On an individual level no one really boycotts do much as privately changes their consumption habits with marginal effect, then call those “boycotts.” Those marginal effects can cause systematic change over time, but really they are more about the individuals’ preferences. The “dollar vote” theory only goes do far, especially in global conglomerated economies.
When a few Arizona school boards banned Latino literature, Latino authors set up kiosks with their books just off public school campuses. I feel like similar initiatives could be done more broadly, a tent with a sign that says, “Your school board doesn’t want you to read this: find out why.”
I first encountered Maus, at a mall bookstore during Banned Book Week. A true work of art!
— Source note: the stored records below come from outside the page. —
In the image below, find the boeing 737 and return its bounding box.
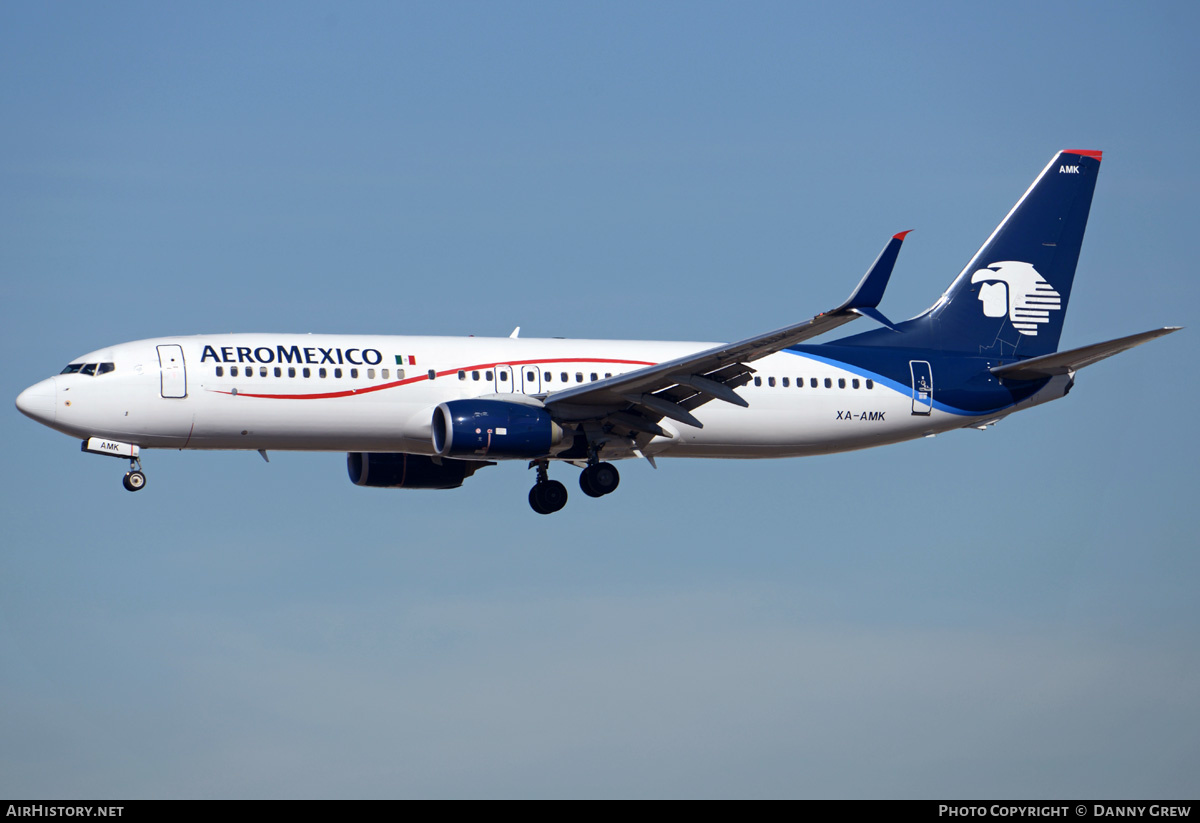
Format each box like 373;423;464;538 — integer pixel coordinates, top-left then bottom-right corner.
17;151;1177;515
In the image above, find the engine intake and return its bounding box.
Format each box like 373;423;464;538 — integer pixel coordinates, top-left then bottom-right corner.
346;451;496;488
433;400;563;459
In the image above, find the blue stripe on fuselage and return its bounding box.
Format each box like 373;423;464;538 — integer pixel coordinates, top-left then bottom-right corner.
784;344;1046;417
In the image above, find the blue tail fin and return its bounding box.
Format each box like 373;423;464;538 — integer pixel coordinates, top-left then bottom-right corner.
847;150;1100;359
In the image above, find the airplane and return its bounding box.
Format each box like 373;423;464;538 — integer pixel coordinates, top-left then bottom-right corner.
17;150;1178;515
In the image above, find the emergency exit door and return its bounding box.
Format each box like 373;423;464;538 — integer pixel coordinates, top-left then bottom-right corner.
158;346;187;397
908;360;934;414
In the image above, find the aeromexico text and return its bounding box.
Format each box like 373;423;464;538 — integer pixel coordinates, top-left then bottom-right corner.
200;346;383;366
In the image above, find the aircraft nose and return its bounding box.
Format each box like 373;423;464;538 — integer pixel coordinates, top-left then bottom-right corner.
17;377;58;425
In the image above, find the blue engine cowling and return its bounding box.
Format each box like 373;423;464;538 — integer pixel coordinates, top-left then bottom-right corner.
346;451;496;488
433;400;563;459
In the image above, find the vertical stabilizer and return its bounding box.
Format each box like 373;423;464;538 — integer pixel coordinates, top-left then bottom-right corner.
917;150;1100;358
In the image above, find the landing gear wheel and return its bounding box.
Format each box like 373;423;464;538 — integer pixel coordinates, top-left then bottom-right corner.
580;463;620;497
529;480;566;515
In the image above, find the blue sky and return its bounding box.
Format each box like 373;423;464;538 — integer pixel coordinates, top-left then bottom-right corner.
0;2;1200;798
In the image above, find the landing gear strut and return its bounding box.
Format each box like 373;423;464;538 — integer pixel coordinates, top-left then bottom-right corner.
580;463;620;497
529;461;566;515
121;457;146;492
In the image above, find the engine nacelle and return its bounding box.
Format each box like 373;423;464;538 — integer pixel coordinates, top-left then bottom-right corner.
433;400;563;459
346;451;494;488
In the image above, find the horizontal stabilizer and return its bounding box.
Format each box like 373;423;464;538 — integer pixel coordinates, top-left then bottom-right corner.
991;326;1182;380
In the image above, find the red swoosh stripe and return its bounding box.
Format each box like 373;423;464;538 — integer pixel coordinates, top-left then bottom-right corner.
210;358;654;400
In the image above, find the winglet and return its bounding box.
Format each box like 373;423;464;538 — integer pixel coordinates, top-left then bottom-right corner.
830;232;908;329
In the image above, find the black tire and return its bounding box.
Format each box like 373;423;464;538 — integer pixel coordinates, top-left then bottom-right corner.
580;465;604;497
540;480;566;515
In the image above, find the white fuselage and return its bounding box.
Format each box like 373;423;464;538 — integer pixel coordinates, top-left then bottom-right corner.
22;334;1062;459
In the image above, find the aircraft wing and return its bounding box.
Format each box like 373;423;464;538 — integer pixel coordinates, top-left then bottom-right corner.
990;326;1182;380
544;232;908;435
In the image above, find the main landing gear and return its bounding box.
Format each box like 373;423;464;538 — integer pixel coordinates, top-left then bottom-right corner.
121;457;146;492
529;461;566;515
580;463;620;497
529;459;620;515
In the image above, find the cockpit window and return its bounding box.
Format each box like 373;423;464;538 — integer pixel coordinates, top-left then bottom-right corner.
59;364;116;377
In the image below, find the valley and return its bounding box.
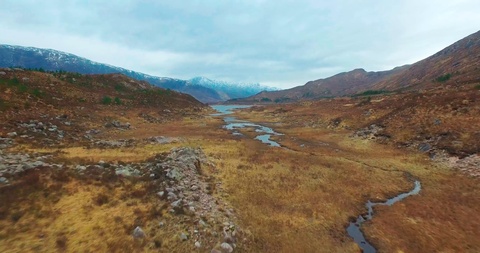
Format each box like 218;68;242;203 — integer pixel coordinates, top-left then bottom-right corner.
0;66;480;252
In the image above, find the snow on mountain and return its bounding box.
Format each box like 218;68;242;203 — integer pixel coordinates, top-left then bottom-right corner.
0;44;276;103
187;77;278;100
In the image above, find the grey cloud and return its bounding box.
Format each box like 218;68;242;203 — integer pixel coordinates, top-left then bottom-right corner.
0;0;480;87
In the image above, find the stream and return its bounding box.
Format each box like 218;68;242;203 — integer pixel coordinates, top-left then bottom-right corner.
347;181;422;253
211;105;422;253
211;105;283;147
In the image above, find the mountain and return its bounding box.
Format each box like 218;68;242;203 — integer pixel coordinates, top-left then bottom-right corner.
234;31;480;103
187;77;278;100
0;45;271;103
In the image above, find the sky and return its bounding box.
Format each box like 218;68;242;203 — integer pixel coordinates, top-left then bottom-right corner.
0;0;480;88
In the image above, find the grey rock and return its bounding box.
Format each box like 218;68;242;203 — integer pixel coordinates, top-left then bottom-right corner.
418;143;432;152
171;199;182;208
167;192;177;200
180;232;188;241
167;168;183;180
7;132;17;138
133;226;145;238
220;242;233;253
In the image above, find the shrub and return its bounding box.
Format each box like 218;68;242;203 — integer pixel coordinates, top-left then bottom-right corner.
114;84;125;92
114;97;122;105
102;96;112;105
32;88;43;97
436;73;452;83
353;90;388;97
17;84;28;93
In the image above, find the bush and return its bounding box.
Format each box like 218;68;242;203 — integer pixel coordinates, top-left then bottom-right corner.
102;96;112;105
114;84;125;92
17;84;28;93
114;97;122;105
353;90;388;97
32;88;43;97
436;73;452;83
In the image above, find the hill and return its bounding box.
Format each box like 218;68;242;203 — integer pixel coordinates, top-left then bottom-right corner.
0;45;272;103
0;68;206;145
235;31;480;103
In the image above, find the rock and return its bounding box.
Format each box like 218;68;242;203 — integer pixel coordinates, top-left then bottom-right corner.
167;192;178;200
220;242;233;253
167;168;183;180
418;143;432;152
133;226;145;238
75;165;87;172
7;132;17;138
180;232;188;241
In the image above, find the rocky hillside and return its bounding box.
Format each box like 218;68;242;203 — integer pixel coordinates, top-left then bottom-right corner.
0;69;206;144
236;31;480;103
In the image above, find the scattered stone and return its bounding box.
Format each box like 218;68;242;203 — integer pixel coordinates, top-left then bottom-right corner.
418;143;432;152
133;226;145;238
157;191;165;198
7;132;17;138
220;242;233;253
180;232;188;241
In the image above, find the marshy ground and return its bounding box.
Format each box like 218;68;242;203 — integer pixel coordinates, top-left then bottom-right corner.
0;68;480;252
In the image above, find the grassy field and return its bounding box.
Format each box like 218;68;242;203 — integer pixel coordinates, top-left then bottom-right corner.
0;68;480;253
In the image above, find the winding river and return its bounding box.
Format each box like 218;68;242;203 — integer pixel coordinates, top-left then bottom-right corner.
212;105;283;147
212;105;422;253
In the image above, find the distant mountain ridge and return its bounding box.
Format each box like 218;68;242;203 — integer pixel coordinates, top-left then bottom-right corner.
0;45;272;103
235;31;480;103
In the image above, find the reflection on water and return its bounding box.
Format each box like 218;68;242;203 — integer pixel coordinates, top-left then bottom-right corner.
211;105;282;147
347;181;422;253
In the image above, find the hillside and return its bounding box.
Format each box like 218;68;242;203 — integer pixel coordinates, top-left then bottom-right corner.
0;69;206;144
234;31;480;103
0;45;272;103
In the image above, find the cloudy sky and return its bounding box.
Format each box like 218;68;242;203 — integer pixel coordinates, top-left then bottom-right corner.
0;0;480;88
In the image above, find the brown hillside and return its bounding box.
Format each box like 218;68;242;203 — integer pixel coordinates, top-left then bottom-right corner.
0;69;206;145
371;31;480;90
231;31;480;103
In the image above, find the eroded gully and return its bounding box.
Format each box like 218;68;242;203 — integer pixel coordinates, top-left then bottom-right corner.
212;105;422;253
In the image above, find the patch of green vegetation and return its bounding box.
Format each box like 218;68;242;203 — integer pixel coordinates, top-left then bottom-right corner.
114;84;127;92
274;97;291;103
17;84;28;93
31;88;43;98
435;73;452;83
0;98;9;111
113;97;122;105
352;90;389;97
102;96;113;105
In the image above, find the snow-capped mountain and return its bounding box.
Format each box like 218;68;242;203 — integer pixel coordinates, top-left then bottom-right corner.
0;45;271;103
187;77;278;100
I don’t understand people who think children are protected by concealing information from them. Sooner or later, they will encounter that information, and many will realize that their parents only ‘protected’ them from things that could not have harmed them.
Tennessee, huh? I would ask whether they have banned from their schools the stage play “Inherit The Wind,” to “protect the children” from knowing history.
Your twitter feed, then Breaking Cat News commentariat, then my sister, cumulatively led me to order Maus. I think buying the banned book is a reasonable response, but I also liked the suggestion of kiosks with “Here’s what your schoolboard doesn’t want you to read” right outside schools.
Your argument against boycotts was excellently thought-provoking.
Great piece on boycotts, and how to spread “banned” books into areas trying to stifle truth in reading and writing.
Thanks John, good job as usual!
“ Make the censored material so ubiquitous and available that the censoring is futile, and the censorious look like what they are, ie, shitty tiny-minded bigots. More books are needed, not fewer.”
Exactly right.
@Jay
Yes, indeed. Good luck with your efforts.
@Wayne
Indeed so. How about some liberals running for the school board? Local government is where an awful lot of vital thing (like voter registration) happen.
@all the USians here
You are registered to vote in 2022, aren’t you? Have you checked your status and made sure you’re good to go?